RALEIGH, N.C. -- Sex offenders in North Carolina can be electronically monitored even if they were convicted before the tracking law was passed, a divided state Supreme Court ruled Friday.

The justices ruled 4-3 the satellite-based monitoring doesn't amount to an additional unconstitutional punishment for three men convicted of taking indecent liberties with children before the monitoring law took effect.

Under the monitoring, people convicted of certain sex crimes must wear an ankle bracelet and a miniature tracking device that uses GPS technology so Department of Correction officials can know their whereabouts on a near real-time basis. Probation officials enter the offender's house every three months for equipment maintenance.

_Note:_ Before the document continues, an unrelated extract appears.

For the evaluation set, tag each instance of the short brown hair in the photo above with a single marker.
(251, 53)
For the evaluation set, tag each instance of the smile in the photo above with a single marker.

The Legislature sought the tracking to attempt to prevent repeat offense.

Kenney Bowditch, Kenneth Edward Plemmons, and Mark Allen Waters - each of whom pleaded guilty to the child sex crimes before the law took effect in August 2006 - challenged their enrollments, calling them retroactive punishments.

Buncombe County Superior Court Judge Dennis Winner last year found the Legislature intended the monitoring to be a criminal punishment. The state appealed.

Writing for the majority, Associate Justice Edward Brady overturned Winner's decision because the primary purpose of the monitoring is to deter crime. He cited the bill's title "to protect North Carolina's children" as proof of the General Assembly's desire to create a non-punitive way to keep track of sex offenders.

"There is no denying that being subjected to SBM (monitoring) has an impact on the lives of its participants," Brady wrote. "Yet, when viewed in light of other civil, regulatory schemes, we cannot conclude that the effects of SBM transform it into criminal punishment."

Associate Justice Robin Hudson disagreed, pointing out testimony before Winner indicated the program did very little to prevent harm to children while likely adding shame to offenders. Enrollees also have trouble getting certain jobs and their bracelets set off alarms when they enter metal buildings, Hudson wrote.

While sexual offenses are among the most disturbing crimes and the public supports legislative efforts to ensure victims are protected, Hudson wrote, "even sex offenders continue to have some constitutional rights. We may not be fond of this particular class of defendants, but that does not lessen their Fourth Amendment rights nor their expectation of privacy in their own homes."

Chief Justice Sarah Parker and Associate Justice Patricia Timmons-Goodson joined her in the dissenting opinion.

The Correction Department couldn't calculate Friday how many of the 275 people being monitored were convicted before the program began. The ruling doesn't affect people convicted after the law was enacted.

Phone calls to attorneys for Bowditch and Waters weren't immediately returned. Plemmons' attorney wasn't at her office late Friday. Attorney General Roy Cooper's office, which defended the state in the case, didn't return a phone call and e-mails seeking comment.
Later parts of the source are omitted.